-
Notifications
You must be signed in to change notification settings - Fork 1.2k
Description
Expected Behavior
When using SQLRegistry with cache enabled, and a query is run with allow_cache=True, the registry should refresh the cache (if necessary) and return the results with minimal latency.
Current Behavior
When the cache expires, any method call with allow_cache=True runs indefinitely, and has to be terminated with Ctrl+C. The stacktrace shows that it always gets stuck on this line:
File ~/mambaforge/envs/nudgerank/lib/python3.12/site-packages/feast/infra/registry/caching_registry.py:433, in CachingRegistry._refresh_cached_registry_if_necessary(self)
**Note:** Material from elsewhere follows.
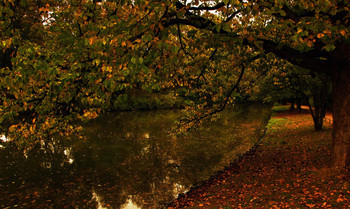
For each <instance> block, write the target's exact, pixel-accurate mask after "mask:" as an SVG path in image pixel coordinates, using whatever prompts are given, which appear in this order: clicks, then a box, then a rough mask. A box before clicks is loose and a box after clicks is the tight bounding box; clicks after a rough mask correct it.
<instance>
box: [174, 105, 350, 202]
mask: <svg viewBox="0 0 350 209" xmlns="http://www.w3.org/2000/svg"><path fill="white" fill-rule="evenodd" d="M331 127H332V125H331V124H330V123H326V124H325V127H324V131H320V132H315V131H314V130H313V122H312V118H311V116H310V114H309V113H308V111H306V110H303V113H298V112H296V111H289V110H286V108H276V111H275V113H274V114H273V116H272V118H271V120H270V122H269V125H268V130H267V134H266V136H265V137H264V138H263V139H262V141H261V142H260V143H259V146H257V148H256V149H255V150H254V151H253V152H250V153H249V154H248V155H246V156H244V157H242V158H241V159H240V160H238V161H237V162H236V163H233V164H232V165H231V166H230V167H228V168H227V169H226V170H225V171H224V172H223V173H221V174H218V175H217V176H215V177H214V178H212V179H210V180H208V181H207V182H205V183H204V184H203V185H202V186H199V187H196V188H194V189H192V190H191V191H189V192H188V193H186V194H185V195H183V196H181V197H180V198H178V199H177V200H175V201H174V202H172V203H171V204H170V205H169V206H168V208H224V209H229V208H350V190H349V188H350V183H349V172H345V171H343V172H342V173H339V172H335V171H333V170H331V169H329V168H328V167H327V165H329V162H330V147H331V132H332V128H331Z"/></svg>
431 def _refresh_cached_registry_if_necessary(self):
432 if self.cache_mode == "sync":
--> 433 with self._refresh_lock:
434 if self.cached_registry_proto == RegistryProto():
435 # Avoids the need to refresh the registry when cache is not populated yet
436 # Specially during the __init__ phase
437 # proto() will populate the cache with project metadata if no objects are registered
438 expired = False
This also happens when calling refresh(), which means that the registry can never be refreshed, and the cache is not usable at all. Only allow_cache=False works, which adds latency to every query.
Steps to reproduce
Set up an SQLRegistry and enable caching. Then, run refresh() or any other method with allow_cache=True.
import time
from feast import Entity, FeatureStore, RepoConfig
# Set up Feature Store with SQLRegistry
repo_config = RepoConfig(
project="my_project",
registry={
"registry_type": "sql",
"path": "<db_url>",
# Set short TTL for testing.
"cache_ttl_seconds": 5,
},
...
)
feature_store = FeatureStore(config=repo_config)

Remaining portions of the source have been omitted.